Between a Rock and the Deep Blue Sea: Kafka’s Angst—and Ours
It is striking that in this image which comes to capture something essential about his anxiety for Kafka there is no other person present; to put this same thought differently is to say we are struck by the presence of this absence. To know something of the context of Kafka’s life brings this only into sharper relief. For much of his adult life Kafka was intensely preoccupied with the problem of extracting himself from the overbearing, intolerable proximity of his family and the question of his relationship with women. Whilst he often felt a desperate wish, as well as plenty of social pressure, to bind himself to a woman he did his utmost to keep at bay the women he loved. Famously, he was engaged three times in his life, twice to Felice Bauer and once to Julie Wohryzek, without ever marrying. His most intense relationships he maintained through correspondences, spending hours each day writing letters to his lovers in Berlin or Vienna, women he would see perhaps once or twice a year. In the summer of 1920, the time of these fragments, he wrestled with the question what to do in relation to Milena, who was about to return from Vienna to his hometown Prague. Whilst their relationship posed a number of social difficulties (Milena was married at the time and estranged from her father, a very eminent figure in Prague) in some ways she was perhaps best suited to him and Kafka quite possibly came closer to marriage than at any point in his life. But he could not go through with it and broke off the relationship soon after.

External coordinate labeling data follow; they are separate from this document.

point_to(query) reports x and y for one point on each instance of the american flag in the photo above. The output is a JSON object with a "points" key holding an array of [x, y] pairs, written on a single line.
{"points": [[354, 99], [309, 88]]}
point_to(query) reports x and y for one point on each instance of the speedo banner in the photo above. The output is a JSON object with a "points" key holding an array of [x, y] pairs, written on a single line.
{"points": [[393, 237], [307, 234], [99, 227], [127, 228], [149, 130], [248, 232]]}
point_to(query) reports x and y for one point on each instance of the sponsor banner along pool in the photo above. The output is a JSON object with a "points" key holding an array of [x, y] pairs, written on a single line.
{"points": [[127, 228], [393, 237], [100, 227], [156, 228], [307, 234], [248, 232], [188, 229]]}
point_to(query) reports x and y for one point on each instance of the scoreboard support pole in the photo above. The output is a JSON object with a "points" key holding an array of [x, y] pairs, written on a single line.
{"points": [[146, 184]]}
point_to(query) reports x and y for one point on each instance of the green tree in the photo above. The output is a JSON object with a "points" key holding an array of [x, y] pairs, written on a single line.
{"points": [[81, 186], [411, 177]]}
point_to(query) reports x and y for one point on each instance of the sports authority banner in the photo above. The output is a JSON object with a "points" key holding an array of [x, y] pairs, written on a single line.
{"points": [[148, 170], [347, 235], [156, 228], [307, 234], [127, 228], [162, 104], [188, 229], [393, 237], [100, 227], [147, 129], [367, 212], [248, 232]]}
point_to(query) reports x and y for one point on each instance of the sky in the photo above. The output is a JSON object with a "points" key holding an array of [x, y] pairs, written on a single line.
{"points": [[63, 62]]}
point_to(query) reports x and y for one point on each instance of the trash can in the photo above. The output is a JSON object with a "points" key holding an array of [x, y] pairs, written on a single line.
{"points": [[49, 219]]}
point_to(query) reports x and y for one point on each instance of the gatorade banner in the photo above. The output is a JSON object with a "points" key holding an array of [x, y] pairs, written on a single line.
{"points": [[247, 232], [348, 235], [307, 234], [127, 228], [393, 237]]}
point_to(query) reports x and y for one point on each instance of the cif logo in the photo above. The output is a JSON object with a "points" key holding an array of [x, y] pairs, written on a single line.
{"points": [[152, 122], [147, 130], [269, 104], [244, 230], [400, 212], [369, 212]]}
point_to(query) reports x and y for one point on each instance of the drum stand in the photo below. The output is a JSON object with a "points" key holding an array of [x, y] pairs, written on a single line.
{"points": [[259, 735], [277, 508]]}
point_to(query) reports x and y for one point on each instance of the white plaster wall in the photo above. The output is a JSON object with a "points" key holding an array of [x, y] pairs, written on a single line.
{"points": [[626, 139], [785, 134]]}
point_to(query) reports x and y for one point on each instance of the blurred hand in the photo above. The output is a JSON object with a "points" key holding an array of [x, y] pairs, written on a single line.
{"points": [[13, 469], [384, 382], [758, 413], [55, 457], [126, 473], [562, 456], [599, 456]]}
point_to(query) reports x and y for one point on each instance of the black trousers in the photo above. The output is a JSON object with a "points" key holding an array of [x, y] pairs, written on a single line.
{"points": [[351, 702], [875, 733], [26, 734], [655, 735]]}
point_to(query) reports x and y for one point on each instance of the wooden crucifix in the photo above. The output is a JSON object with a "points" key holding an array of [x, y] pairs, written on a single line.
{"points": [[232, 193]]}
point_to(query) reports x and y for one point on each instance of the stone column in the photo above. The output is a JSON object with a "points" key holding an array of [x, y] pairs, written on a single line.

If Kafka’s struggle with the question of the woman in his life has indeed found its way into the Angst of the swimmer we have to ask how this might work within the image he creates. Are we to imagine the woman on the shore and the swimmer getting away from her, perhaps even enjoying the idea—’now you are a man, you are a great swimmer’—that he managed to swim free of her and can do without her, strong and independent as he is? Or is it, on the contrary, the sea itself that represents the woman, perhaps in her maternal aspect, and the temptation—only to be actually entertained by the brave, i.e. the real men—is to let oneself get carried away by sexual pleasure, until suddenly to be faced by the terrifying prospect of being engulfed and annihilated? The first reading interprets the anxiety as essentially agoraphobic, that is, along the lines of separation anxiety—the absence of the comforting other gives rise to panic; the scramble is to find succour in her arms. The second reading suggests the opposite: it is the overwhelming presence of the (maternally conceived?) other, precisely the lack of gap or distance that threatens the now tiny man with his demise. The scramble here is to get the hell out of this all-embracing flood and back onto the terra firma of solid distinctions.
But perhaps we should not be too impressed by this opposition of interpretations, they do after all have in common that the cause of the anxiety appears to be linked to the place of the other – too distant or too proximate respectively—and thus anxiety appears to be engendered by an external danger. Seen this way, it is the other who, either in their absence or their presence, has the ultimate power over the life and wellbeing of the subject—and our great swimmer, the little man is reduced to suffering this power passively. Perhaps. But a different reading is possible, namely, that in reaction to the perception of the other as either too distant/absent or too proximate/present something on the level of the body gets aroused in the psyche with a force that threatens to flood the ego – and it is in relation to this drive that the ego finds itself in the terrifying position of utter passivity.